Methods and compositions for the treatment of hypertension and gastrointestinal disorders description/claims

This application is the National Stage of International Application No. PCT/US2006/009696, filed on Mar. 17, 2006, which claims the priority to U.S. provisional Application Ser. No. 60/662,946, filed on Mar. 17, 2005 and Ser. No. 60/701,258, filed on Jul. 21, 2005. The contents of all applications are hereby incorporated by reference in their entireties.

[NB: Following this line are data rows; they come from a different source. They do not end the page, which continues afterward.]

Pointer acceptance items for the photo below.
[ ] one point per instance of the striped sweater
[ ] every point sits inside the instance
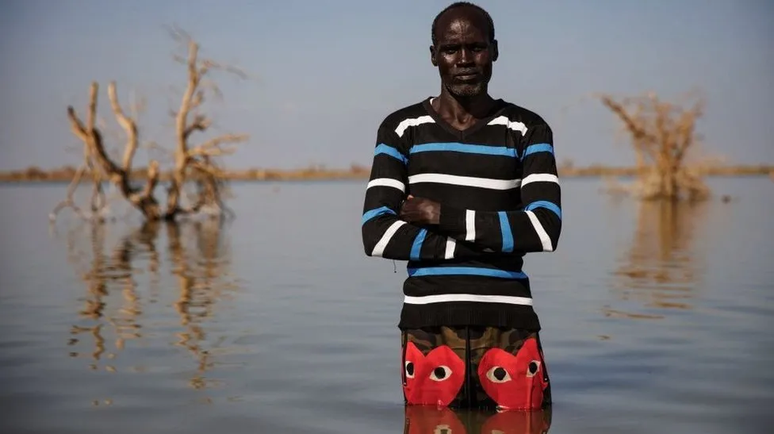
(500, 198)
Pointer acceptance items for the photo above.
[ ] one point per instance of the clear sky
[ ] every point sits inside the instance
(329, 71)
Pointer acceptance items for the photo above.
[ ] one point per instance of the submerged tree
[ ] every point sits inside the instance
(195, 163)
(662, 134)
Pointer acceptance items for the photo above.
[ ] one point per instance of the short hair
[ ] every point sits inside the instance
(457, 5)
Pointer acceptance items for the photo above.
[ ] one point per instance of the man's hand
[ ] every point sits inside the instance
(420, 211)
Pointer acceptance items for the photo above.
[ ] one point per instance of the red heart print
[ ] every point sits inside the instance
(434, 379)
(514, 382)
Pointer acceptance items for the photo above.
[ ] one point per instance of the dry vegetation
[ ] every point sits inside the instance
(194, 163)
(663, 135)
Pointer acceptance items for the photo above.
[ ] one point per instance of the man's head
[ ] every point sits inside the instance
(464, 48)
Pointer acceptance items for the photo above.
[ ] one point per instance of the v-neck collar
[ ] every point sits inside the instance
(461, 134)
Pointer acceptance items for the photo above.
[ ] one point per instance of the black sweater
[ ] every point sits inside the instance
(500, 198)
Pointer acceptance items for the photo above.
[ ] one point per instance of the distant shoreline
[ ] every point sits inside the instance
(320, 173)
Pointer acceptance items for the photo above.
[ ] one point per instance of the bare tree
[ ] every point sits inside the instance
(195, 163)
(662, 134)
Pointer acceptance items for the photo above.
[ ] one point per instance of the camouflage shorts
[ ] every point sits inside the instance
(474, 367)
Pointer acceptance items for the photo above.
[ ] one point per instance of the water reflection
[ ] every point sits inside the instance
(198, 261)
(432, 420)
(662, 267)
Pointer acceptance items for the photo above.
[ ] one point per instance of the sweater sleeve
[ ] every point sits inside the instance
(384, 234)
(534, 228)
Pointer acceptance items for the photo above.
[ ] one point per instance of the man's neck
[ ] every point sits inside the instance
(463, 112)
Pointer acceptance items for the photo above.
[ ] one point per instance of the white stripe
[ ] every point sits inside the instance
(540, 177)
(412, 122)
(515, 126)
(446, 298)
(542, 234)
(451, 245)
(467, 181)
(470, 225)
(387, 182)
(382, 244)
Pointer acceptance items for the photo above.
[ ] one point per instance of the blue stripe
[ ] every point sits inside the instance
(505, 229)
(416, 249)
(547, 205)
(392, 152)
(376, 212)
(464, 148)
(466, 271)
(539, 147)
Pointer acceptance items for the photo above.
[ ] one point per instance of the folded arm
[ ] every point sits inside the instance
(536, 227)
(384, 234)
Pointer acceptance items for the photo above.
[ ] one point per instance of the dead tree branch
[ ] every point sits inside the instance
(194, 163)
(662, 134)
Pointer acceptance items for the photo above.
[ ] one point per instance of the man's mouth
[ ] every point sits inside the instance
(467, 75)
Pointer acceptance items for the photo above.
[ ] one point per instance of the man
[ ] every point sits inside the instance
(462, 186)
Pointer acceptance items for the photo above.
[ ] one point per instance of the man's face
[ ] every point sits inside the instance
(463, 53)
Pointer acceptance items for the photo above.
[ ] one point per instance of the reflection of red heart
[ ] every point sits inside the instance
(514, 382)
(434, 379)
(516, 422)
(422, 419)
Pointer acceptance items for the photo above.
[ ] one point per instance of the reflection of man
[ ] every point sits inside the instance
(462, 185)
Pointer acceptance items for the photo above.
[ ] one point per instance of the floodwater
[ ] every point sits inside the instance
(656, 319)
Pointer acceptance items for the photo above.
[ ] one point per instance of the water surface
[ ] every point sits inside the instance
(656, 318)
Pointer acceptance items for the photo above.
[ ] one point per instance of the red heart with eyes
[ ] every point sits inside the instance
(434, 379)
(514, 382)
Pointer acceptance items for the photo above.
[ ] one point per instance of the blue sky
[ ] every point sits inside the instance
(328, 72)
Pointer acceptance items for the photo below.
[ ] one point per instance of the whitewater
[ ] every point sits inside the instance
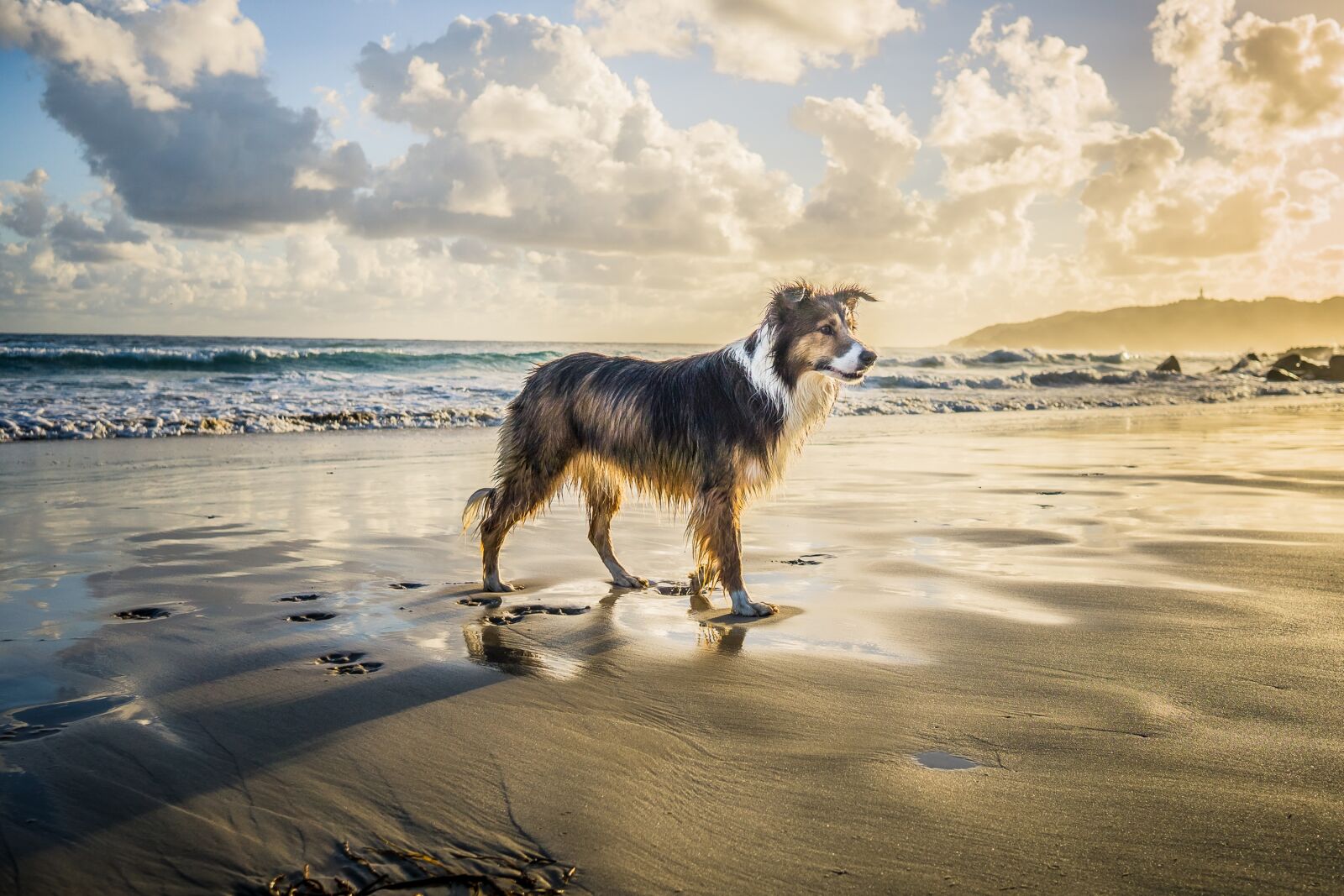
(87, 387)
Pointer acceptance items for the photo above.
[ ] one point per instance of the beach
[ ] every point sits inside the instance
(1092, 651)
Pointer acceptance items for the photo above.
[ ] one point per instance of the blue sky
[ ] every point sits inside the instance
(1048, 241)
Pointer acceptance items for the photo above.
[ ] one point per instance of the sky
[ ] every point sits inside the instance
(647, 170)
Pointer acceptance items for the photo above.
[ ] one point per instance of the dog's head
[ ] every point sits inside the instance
(815, 332)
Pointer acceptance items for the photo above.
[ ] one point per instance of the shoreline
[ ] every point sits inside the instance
(1088, 651)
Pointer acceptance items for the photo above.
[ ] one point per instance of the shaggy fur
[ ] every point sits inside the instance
(705, 432)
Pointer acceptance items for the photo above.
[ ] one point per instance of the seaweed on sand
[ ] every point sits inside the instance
(391, 868)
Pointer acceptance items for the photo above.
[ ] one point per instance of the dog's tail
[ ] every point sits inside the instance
(477, 508)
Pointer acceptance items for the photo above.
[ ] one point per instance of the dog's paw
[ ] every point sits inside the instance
(745, 607)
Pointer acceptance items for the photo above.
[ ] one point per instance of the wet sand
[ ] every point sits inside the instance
(1090, 652)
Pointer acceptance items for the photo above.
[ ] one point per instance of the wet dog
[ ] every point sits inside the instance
(705, 432)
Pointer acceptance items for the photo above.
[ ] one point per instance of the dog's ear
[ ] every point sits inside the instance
(790, 296)
(851, 296)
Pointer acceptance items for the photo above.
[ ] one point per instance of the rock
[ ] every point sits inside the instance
(1169, 365)
(1314, 371)
(1314, 352)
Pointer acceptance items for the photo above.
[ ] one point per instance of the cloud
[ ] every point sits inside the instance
(1252, 83)
(168, 107)
(232, 157)
(759, 39)
(533, 140)
(542, 179)
(1032, 134)
(26, 210)
(152, 53)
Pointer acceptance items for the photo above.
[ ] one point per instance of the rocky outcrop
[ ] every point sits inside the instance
(1169, 365)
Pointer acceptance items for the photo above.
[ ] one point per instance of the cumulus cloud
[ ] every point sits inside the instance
(232, 157)
(1252, 83)
(533, 140)
(168, 107)
(763, 39)
(152, 53)
(1034, 130)
(543, 179)
(24, 204)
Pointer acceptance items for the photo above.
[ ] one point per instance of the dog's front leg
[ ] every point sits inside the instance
(719, 537)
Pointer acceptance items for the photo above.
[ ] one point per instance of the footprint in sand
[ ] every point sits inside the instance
(347, 664)
(810, 559)
(517, 614)
(311, 617)
(53, 718)
(143, 614)
(339, 658)
(355, 669)
(942, 761)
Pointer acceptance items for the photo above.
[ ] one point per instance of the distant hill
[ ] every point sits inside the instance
(1189, 325)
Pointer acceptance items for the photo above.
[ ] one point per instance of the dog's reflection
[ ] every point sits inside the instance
(530, 652)
(714, 636)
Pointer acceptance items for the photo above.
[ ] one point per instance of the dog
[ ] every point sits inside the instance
(703, 432)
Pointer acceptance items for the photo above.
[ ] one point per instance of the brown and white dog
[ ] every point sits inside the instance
(705, 432)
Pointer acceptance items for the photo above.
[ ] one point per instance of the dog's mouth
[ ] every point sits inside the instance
(842, 375)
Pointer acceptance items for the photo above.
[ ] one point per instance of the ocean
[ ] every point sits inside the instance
(87, 387)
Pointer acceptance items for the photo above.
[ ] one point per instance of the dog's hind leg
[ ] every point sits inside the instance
(521, 493)
(718, 539)
(604, 500)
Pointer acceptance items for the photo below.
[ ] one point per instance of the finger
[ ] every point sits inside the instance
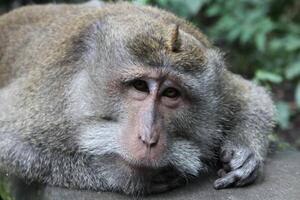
(226, 156)
(221, 172)
(240, 157)
(226, 181)
(249, 172)
(239, 177)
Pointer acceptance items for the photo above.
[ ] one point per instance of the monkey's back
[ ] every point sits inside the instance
(39, 35)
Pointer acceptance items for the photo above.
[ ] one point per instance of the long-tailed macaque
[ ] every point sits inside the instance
(123, 98)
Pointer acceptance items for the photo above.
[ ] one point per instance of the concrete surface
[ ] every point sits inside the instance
(281, 182)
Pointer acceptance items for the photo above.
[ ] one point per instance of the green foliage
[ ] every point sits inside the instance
(261, 36)
(4, 194)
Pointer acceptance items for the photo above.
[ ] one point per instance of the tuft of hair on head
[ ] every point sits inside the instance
(173, 42)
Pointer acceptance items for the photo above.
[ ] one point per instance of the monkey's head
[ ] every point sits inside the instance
(149, 97)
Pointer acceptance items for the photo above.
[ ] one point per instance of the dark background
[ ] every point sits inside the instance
(261, 39)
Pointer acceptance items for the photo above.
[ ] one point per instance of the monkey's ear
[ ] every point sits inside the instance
(173, 38)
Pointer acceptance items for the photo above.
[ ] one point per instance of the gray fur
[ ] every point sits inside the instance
(62, 110)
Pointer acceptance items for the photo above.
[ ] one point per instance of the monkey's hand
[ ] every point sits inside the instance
(240, 167)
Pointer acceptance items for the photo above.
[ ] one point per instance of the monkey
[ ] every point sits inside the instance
(123, 98)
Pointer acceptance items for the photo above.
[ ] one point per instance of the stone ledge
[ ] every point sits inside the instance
(281, 181)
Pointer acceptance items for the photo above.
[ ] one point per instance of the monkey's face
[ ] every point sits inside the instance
(160, 104)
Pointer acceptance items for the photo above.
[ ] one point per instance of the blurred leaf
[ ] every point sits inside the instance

Irritable bowel syndrome (IBS) is a common chronic disorder of the intestine that affects 20 to 60 million individuals in the United States alone (Lehman Brothers, Global Healthcare-Irritable Bowel Syndrome Industry Update, September 1999). IBS is the most common disorder diagnosed by gastroenterologists (28% of patients examined) and accounts for 12% of visits to primary care physicians (Camilleri 2001 Gastroenterology 120:652-668). In the United States, the economic impact of IBS is estimated at $25 billion annually, through direct costs of health care use and indirect costs of absenteeism from work (Talley 1995 Gastroenterology 109:1736-1741). Patients with IBS have three times more absenteeism from work and report a reduced quality of life. Sufferers may be unable or unwilling to attend social events, maintain employment, or travel even short distances (Drossman 1993 Dig Dis Sci 38:1569-1580). There is a tremendous unmet medical need in this population since few options exist to treat IBS.

Patients with IBS suffer from abdominal pain and a disturbed bowel pattern. Three subgroups of IBS patients have been defined based on the predominant bowel habit: constipation-predominant (c-IBS), diarrhea-predominant (d-IBS) or alternating between the two (a-IBS). Estimates of individuals who suffer from c-IBS range from 20-50% of the IBS patients with 30% frequently cited. In contrast to the other two subgroups that have a similar gender ratio, c-IBS is more common in women (ratio of 3:1) (Talley et al. 1995 Am J Epidemiol 142:76-83).

The definition of and diagnostic criteria for IBS have been formalized in the “Rome Criteria” (Drossman et al. 1999 Gut 45:Suppl II:1-81), which are well accepted in clinical practice. Briefly, the criteria specify that for at least 12 weeks (consecutive or non-consecutive) in the preceding 12 months of abdominal discomfort or pain at least two of the following three features must occur: (1) relieved with defecation, (2) onset associated with a change in frequency of stool, and (3) onset associated with a change in form (appearance) of stool. The Rome II criteria also state that the symptoms that cumulatively support the diagnosis of irritable bowel syndrome include: abnormal stool frequency (“abnormal” may be defined as greater than 3 bowel movements per day and less than 3 bowel movements per week), abnormal stool form (lumpy/hard or loose/watery stool), abnormal stool passage (straining, urgency, or feeling of incomplete evacuation), passage of mucus, and bloating or feeling of abdominal distension.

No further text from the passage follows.